Si ces choix ne sont pas toujours évidents, ils peuvent parfois paraître surprenants. On apprend ainsi grâce à une étude de l’O.N.U portant sur la réalisation des objectifs du millénaire pour le développement qu’en Inde, les gens ont semble t il fait leur choix. Le rapport porte en effet sur l’accès à des sanitaires décents (1,1 milliards de gens, sans compter ceux des ruelles sombres le soir de la Fête de la Musique, défèquent à l’air libre de par le monde). Et les résultats pour l’Inde, deuxième pays le plus peuplé de la planète, sont alarmants: en 2008, environ 366 millions d’Indiens avaient accès à des sanitaires décents. Ce chiffre est à comparer, avec les 545 millions de téléphones portables en circulation dans le pays: même si certains peuvent en posséder plusieurs, il semble qu’en Inde, la population a plus facilement accès à un téléphone portable qu’à des toilettes.

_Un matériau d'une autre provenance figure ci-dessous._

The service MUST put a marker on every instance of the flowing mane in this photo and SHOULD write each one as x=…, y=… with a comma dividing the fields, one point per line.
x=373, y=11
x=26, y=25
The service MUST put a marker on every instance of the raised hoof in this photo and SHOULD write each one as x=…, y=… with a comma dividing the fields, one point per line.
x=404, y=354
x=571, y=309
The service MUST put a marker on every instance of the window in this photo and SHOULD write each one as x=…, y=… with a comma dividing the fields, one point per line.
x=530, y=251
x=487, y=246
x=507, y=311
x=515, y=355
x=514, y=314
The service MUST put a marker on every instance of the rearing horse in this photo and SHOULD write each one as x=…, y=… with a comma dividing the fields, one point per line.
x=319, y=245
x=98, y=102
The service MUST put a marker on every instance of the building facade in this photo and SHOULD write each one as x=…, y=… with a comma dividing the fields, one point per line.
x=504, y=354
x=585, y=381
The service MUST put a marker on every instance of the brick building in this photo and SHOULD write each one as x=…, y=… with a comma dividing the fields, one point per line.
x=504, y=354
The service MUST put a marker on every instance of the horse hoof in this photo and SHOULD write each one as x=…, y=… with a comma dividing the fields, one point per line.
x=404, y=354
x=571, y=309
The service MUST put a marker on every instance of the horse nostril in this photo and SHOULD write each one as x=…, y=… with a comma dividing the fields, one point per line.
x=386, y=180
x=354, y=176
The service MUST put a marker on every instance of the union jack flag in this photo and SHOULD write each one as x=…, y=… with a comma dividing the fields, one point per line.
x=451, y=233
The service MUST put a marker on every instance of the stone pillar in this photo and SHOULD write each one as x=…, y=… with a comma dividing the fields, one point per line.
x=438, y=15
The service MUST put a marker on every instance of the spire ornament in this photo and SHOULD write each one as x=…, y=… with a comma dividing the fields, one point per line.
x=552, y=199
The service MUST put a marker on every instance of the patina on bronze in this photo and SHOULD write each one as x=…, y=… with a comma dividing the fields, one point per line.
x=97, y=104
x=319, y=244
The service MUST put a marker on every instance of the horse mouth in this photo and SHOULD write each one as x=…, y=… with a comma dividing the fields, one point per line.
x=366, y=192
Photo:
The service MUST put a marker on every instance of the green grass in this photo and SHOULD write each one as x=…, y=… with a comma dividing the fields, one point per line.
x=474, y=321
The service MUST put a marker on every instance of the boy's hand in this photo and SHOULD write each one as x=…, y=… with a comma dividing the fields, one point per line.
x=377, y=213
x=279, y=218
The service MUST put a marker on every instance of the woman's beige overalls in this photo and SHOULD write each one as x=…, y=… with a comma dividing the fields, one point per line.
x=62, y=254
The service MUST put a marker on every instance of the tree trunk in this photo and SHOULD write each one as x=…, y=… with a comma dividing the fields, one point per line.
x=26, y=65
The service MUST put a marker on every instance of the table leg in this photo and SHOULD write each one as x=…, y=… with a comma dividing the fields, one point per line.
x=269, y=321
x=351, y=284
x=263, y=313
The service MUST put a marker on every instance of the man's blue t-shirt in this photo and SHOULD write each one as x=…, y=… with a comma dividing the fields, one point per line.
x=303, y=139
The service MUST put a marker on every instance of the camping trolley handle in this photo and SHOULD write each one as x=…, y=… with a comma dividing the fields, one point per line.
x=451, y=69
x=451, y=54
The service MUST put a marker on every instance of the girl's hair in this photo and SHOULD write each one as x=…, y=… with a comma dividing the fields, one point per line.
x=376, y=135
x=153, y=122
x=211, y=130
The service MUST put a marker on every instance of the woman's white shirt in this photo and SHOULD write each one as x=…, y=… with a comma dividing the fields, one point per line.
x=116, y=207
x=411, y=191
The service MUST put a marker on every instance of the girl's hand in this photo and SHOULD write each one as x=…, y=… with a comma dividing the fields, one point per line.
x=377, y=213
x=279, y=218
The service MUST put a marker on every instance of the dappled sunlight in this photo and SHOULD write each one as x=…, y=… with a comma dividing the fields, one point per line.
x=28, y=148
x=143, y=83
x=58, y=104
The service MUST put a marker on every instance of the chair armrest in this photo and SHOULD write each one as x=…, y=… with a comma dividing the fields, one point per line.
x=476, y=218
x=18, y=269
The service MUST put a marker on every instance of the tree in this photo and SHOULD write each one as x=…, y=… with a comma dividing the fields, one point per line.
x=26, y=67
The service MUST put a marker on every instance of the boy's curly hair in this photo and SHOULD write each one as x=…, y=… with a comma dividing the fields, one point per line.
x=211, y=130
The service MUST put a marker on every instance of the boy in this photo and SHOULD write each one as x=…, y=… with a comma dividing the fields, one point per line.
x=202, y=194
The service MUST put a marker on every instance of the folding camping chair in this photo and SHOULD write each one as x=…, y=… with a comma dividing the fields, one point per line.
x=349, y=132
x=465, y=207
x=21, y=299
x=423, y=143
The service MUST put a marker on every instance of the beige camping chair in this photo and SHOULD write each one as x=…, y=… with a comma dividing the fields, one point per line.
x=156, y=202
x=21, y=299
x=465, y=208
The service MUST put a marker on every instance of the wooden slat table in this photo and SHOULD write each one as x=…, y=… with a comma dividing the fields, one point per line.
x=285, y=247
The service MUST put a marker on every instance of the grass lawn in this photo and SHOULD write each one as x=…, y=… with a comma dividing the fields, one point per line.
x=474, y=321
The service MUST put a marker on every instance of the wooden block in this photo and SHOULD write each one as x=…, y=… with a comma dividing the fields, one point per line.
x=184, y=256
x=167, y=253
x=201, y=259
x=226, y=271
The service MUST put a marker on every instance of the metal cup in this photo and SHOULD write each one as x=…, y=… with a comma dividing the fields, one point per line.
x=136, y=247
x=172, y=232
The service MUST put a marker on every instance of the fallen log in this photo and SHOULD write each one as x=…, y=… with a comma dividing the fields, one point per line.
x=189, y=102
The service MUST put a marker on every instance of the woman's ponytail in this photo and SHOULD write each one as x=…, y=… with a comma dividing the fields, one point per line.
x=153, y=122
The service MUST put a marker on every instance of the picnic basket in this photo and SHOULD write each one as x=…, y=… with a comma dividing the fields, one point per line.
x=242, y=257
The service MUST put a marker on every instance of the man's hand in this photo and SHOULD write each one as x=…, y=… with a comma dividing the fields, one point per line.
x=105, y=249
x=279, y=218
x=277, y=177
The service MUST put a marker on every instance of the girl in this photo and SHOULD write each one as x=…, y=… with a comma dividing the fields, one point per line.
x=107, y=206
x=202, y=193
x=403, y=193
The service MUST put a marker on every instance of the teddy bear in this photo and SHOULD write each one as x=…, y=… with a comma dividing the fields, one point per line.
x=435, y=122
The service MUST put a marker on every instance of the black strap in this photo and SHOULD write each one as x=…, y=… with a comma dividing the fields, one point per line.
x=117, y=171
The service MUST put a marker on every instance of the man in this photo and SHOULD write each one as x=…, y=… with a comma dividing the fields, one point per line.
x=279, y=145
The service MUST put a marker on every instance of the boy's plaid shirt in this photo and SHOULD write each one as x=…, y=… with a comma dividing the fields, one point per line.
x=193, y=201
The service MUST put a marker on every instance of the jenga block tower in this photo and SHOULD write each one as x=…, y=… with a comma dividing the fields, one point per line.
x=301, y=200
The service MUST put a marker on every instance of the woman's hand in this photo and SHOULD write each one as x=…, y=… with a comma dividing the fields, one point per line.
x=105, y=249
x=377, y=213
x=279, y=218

L’étude évalue le coût complet d’une installation sanitaire à environ 300$, et estime que grâce aux gains en matière de santé publique ou de productivité, chaque dollar investi dans des latrines peut en rapporter entre 3 et 34. En effet, le manque de gogues peut favoriser la propagation de maladies via l’eau, qui ont tué environ 4,5 millions d’enfants ces 3 dernières années dans le monde. Procurer des toilettes aux plus pauvres est donc une nécessité indéniable, qui souffre néanmoins de son image peu ragoutante, car rarement citée parmi les grandes déclarations d’intentions des organisations humanitaires. Et puis surtout, sans toilettes, où trouver un endroit pour téléphoner tranquillement?